Today, there is uncertainty about regulatory policy, uncertainty about monetary policy, uncertainty about foreign policy and, most significantly, uncertainty about U.S. fiscal policy and the national debt. Until a sensible plan is created to address the debt, America will not fulfill its economic potential.
Uncertainty comes with a very real and quantifiable price tag—an uncertainty tax, so to speak. Over the past two years, amid stalled debates in Washington and missed opportunities to tackle the debt, the magnitude of this uncertainty tax has gotten short shrift.
Three economists, Stanford University's Nicholas Bloom and Scott Baker and the University of Chicago's Steven Davis, have done invaluable work measuring the level of policy uncertainty over the past few decades. Their research (available at policyuncertainty.com) shows that, on average, U.S. economic policy uncertainty has been 50% higher in the past two years than it has been since 1985. 
Based on that research, our economists at Vanguard isolated changes in the U.S. economy that we determined were specifically due to increases in policy uncertainty, such as the debt-ceiling debacle in August 2011, the congressional supercommittee failure in November 2011, and the fiscal-cliff crisis at the end of 2012. This gave us a picture of what the economy might look like if the shocks from policy uncertainty had not occurred.  
We estimate that since 2011 the rise in overall policy uncertainty has created a $261 billion cumulative drag on the economy (the equivalent of more than $800 per person in the country). Without this uncertainty tax, real U.S. GDP could have grown an average 3% per year since 2011, instead of the recorded 2% average in fiscal years 2011-12. In addition, the U.S. labor market would have added roughly 45,000 more jobs per month over the past two years. That adds up to more than one million jobs that we could have had by now, but don't.

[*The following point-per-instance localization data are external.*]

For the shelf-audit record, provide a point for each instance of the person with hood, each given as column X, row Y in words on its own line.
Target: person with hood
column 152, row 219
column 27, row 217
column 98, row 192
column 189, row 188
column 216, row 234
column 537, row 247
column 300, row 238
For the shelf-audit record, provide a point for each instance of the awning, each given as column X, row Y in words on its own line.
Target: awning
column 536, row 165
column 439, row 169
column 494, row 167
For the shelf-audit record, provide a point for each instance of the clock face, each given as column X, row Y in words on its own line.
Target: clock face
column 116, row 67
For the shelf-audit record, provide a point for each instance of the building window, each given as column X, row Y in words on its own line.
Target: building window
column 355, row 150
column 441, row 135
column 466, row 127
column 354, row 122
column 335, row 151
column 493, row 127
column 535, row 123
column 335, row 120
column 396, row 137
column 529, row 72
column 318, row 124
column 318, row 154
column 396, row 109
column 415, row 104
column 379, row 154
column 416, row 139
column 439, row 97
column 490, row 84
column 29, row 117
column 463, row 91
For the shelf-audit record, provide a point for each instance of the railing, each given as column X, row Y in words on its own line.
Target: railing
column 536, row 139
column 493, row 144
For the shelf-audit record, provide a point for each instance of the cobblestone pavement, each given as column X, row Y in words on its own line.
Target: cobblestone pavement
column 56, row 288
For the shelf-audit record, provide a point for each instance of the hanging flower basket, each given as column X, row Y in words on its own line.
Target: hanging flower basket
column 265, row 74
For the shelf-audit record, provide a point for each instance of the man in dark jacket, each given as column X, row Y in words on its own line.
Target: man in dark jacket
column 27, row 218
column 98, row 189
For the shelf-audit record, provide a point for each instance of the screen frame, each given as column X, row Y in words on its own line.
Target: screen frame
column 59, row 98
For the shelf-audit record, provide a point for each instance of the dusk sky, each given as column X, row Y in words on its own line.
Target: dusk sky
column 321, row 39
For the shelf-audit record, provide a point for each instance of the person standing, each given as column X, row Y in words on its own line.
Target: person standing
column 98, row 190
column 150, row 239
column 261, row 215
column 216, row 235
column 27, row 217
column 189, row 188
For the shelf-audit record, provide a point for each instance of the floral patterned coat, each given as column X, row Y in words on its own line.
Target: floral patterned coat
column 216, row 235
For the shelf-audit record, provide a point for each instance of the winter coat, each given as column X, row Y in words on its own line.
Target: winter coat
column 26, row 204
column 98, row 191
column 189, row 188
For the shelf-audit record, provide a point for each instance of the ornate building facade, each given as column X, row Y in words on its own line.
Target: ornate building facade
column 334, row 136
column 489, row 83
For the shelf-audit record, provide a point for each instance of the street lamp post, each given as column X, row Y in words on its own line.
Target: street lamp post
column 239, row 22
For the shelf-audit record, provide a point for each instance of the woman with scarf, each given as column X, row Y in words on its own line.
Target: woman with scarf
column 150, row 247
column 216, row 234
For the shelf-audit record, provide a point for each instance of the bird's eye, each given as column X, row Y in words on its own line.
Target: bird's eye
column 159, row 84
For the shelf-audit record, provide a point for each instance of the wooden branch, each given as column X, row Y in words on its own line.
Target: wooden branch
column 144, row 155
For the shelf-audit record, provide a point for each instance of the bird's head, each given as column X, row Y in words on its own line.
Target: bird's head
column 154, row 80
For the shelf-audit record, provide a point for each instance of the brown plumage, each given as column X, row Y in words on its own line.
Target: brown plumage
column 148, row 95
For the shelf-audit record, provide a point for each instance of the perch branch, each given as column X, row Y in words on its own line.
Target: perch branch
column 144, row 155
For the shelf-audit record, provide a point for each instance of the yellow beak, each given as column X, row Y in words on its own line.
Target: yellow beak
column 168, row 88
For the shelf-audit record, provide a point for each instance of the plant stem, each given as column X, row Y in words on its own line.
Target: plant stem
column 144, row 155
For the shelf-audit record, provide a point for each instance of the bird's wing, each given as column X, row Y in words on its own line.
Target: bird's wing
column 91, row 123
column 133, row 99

He doesn't mention the biggest drag on job creation -- the looming "train wreck" of Obamacare.   But, other than that, this is right on.   When we talk about business decision-making -- starting a business, growing a business, buying new equipment, hiring new people -- we are talking about a constant weighing of risk and reward.   The higher the level of uncertainty, the more risk to any investment, which means that the reward must be correspondingly higher.   If the reward for starting a business isn't higher -- and why would it be when government regulation and mandates is constantly narrowing the profit margins of businesses -- the decision not to do something will seem more prudent.   And so capital will sit on the sidelines, or in the stock market, rather than in new businesses.   And, as a result, more people will be unemployed for longer.